Some self-care activities you can try at home are:
- soaking in a warm bath
- taking time for a hobby
Consider talking with someone who can relate
“Talking about exactly how you feel is incredibly helpful in grief, which is why it’s helpful for people to go to therapy or find a support group,” says Geipert.
She recommends finding a way to talk about what and how you’re feeling. You can do that with others who have lost a pet, a therapist, or supportive friends and family.
I belonged to a disabled rabbit community and an adventure cat community online. The members were extremely supportive when I posted about losing a pet.
Try a mourning process
Societies and cultures throughout human history have engaged in mourning rituals to cope with emotional pain after a loss. Trying a ritual could also help you grieve after the death of a pet. You might try something familiar, such as having a memorial, or you could create your own practice.
I still light a yahrzeit candle (a Jewish tradition for honoring the anniversary of a loved one’s passing) on the anniversary of Marilyn’s death.
Geipert says she did an exercise that really helped after losing her cat. She wrote to him.
It’s an exercise she also recommends to clients.
“Write a thank-you card to your deceased pet,” Geipert says. “Talk about everything you’ll miss and what you’re most grateful for. Talk about what you regret. Say everything you want to say.”
Remove items at your own pace
Some people may want to get rid of their pet’s things quickly after a loss, and others may need to do it more gradually.
If it feels challenging to let go of your pet’s items, let yourself do it at a pace that feels good for you.
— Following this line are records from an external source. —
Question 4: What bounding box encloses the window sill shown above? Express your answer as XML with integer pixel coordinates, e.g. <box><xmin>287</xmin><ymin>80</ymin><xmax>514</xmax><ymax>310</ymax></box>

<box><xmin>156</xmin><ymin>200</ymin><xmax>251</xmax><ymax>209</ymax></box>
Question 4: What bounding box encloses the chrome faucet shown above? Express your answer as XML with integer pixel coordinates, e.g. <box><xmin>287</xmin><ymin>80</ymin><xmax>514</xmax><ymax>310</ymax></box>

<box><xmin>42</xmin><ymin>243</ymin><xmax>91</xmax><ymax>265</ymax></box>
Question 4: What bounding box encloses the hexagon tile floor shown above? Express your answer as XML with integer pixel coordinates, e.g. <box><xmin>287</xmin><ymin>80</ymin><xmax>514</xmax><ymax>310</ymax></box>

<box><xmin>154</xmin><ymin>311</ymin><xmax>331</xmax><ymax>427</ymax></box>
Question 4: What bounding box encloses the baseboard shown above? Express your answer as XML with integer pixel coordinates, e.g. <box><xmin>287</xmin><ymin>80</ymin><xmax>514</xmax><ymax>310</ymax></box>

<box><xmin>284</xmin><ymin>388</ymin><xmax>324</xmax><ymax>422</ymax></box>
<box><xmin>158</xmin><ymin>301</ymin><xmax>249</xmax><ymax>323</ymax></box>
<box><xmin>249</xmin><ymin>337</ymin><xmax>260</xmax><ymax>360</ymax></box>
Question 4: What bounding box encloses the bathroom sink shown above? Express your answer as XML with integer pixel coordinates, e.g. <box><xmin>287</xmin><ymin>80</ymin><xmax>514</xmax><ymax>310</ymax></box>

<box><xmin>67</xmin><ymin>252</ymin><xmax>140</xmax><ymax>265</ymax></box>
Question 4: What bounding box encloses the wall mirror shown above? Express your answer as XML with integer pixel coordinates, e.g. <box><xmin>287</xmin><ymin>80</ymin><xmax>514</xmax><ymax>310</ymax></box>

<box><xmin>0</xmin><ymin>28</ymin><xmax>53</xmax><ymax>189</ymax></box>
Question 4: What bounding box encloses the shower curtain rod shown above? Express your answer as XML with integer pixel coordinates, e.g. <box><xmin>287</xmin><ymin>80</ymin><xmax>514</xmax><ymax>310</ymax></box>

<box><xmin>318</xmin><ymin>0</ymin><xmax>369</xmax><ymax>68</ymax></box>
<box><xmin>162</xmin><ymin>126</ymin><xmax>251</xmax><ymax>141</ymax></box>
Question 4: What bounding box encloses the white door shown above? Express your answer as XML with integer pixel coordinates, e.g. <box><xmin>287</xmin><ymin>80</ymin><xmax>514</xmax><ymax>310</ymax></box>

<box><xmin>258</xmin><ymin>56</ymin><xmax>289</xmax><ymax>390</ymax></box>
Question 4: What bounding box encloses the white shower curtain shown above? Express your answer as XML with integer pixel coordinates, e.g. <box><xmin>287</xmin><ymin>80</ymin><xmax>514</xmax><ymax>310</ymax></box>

Remember that there’s no right or wrong way. This is your process.
Consider finding a way to memorialize your pet
A good way to honor the love you felt for your pet is to memorialize them. If you like to create, try writing, making a photo collage, or arranging a resting place for them inside or outside of your home.
If you’re not artistically inclined, there are online services that make art from a photo of your pet. You can also find beautiful ways to keep their remains (if you want to display them or wear them in a memorable piece of jewelry).
I have photos of Marilyn’s adventures around my apartment, and I talk about her often. Her adventure Instagram account is still live as a tribute to her journey.
I also had a large canvas print of Marilyn made for her oncologist’s office. Her doctor was very kind and told me she’d share Marilyn’s story with others; it was oddly comforting.
It’s never easy to lose a pet, but it is possible to find peace after loss and joy in the memories that live in your heart.
“If you’ve lost your [pet] and you’re completely heartbroken, know that that’s a sign of how mentally healthy you are,” says Geipert. “You have the capacity for deep love; it’s a good thing.”
She recommends reaching out to a therapist if you feel unable to process the pain after a loss.
“If you’re really getting stuck in something you’re feeling, going to therapy can help you get unstuck.”
You can also try online therapy or an online grief support group, if that’s a better fit for you.